How do we prove by vector method that "if the diagonals of a trapezium have equal length then the non-parallel sides of the trapezium have equal length." ?
(taking $ABCD$ to be the trapezium with $AD$ || $BC$ and $O$ the intersection point of diagonals , if it can be shown by vector method that $OB=OC$ , then $AB=CD$ follows ; I can show $OB=OC$ but not by vector method and thus the problem , though any other line of approach is acceptable.)
Let as in the question , $ABCD$ be the trapizium with $AD||BC$ ; w.r.t. some chosen origin let $\vec {AD}=\vec{x}$ and $\vec {DC}=\vec{y}$ , then $\vec{CB}=-t\vec x$ for some $t>0$ . Now
$\vec {AB}=\vec{AD}+\vec{DC}+\vec{CB}=\vec x+\vec y-t\vec x$ , $\vec{AC}=\vec{AD}+\vec{DC}=\vec x+\vec y$ and
$\vec{DB}=\vec{DC}+\vec{CB}=\vec y-t\vec x $. Now given $|\vec{AC}|=|\vec{DB}|$ , so
$0=|\vec{AC}|^2-|\vec{DB}|^2=(\vec{AC}-\vec{DB}).(\vec{AC}+\vec{DB})=(\vec x+t\vec x).(\vec x+2\vec y -t\vec x)$
$=\Big((1+t)\vec x \Big).(\vec x+2\vec y -t\vec x)=(1+t)\Big(\vec x.(\vec x+2\vec y -t\vec x)\Big)$ [using $m(\vec a.\vec b)=(m\vec a).\vec b$]

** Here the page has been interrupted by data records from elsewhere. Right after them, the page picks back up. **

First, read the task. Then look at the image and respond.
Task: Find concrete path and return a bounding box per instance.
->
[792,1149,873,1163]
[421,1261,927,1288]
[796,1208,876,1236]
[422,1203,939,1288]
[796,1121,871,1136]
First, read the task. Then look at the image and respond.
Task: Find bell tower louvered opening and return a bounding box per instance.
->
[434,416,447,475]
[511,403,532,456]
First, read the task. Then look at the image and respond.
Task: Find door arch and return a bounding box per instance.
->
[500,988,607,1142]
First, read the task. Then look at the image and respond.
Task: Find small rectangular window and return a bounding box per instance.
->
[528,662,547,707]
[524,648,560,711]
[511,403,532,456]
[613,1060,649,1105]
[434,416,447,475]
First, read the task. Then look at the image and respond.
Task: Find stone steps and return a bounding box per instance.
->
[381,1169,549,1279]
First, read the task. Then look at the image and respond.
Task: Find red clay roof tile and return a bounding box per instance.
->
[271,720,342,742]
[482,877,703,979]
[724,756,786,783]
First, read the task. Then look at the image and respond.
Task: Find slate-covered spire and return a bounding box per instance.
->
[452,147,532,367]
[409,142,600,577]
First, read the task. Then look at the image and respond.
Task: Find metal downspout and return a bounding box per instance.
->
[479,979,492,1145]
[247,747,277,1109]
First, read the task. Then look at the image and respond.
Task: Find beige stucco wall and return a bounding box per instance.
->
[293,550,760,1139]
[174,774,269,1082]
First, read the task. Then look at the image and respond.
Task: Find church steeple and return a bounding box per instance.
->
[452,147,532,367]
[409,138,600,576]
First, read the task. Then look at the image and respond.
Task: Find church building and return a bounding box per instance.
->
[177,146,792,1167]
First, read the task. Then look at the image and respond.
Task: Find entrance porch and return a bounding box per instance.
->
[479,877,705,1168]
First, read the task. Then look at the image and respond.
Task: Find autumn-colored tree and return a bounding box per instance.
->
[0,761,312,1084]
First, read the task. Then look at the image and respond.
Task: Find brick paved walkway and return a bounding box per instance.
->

hence either $1+t=0$ , or $\vec x.(\vec x+2\vec y -t\vec x)=0$ , now in the former case $t=-1<0$ ,
contradiction! hence $\vec x.(\vec x+2\vec y -t\vec x)=0$ ....(i) . Hence
$|\vec{AB}|^2-|\vec{DC}|^2=(\vec {AB}-\vec{DC}).(\vec{AB}+\vec{DC})=(\vec x-t\vec x).(\vec x+2\vec y -t\vec x)$
$=\Big((1-t)\vec x \Big).(\vec x+2\vec y -t\vec x)=(1-t)\Big(\vec x.(\vec x+2\vec y -t\vec x)\Big)=0$$\space$ [using (i)] , and this was
to be proved.
Beginning from the left-up vertex, name the trapezium vertices $\;A,B,C,D\;$, with the shortest basis up $\;AB\;$, the largets one down $\;CD\;$ , and define
$$\begin{cases}\vec{AB}=u\\\vec{BC}=v\\CD=-tu\;,\;\;t>1\end{cases}\implies\begin{cases}\vec{AC}=u+v\\\vec{BD}=-tu+v\\\vec{AD}=u+v-tu=(1-t)u+v\end{cases}$$
Now use the usual dot product $\;\langle\,,\,\rangle\;$ , and (do the complete claculations):
$$||AC||^2=||BD||^2\iff \langle u+v\,,\,u+v\rangle\iff(t^2-1)||u||^2-2(t+1)\langle u,v\rangle=0\stackrel{\text{(why?)}}\iff$$
$$\iff t-1=\frac{2\langle u,v\rangle}{||u||^2}$$
and now, upon substituting corresponding stuff:
$$||AD||^2=||v||^2=||BC||^2\;\;\ldots$$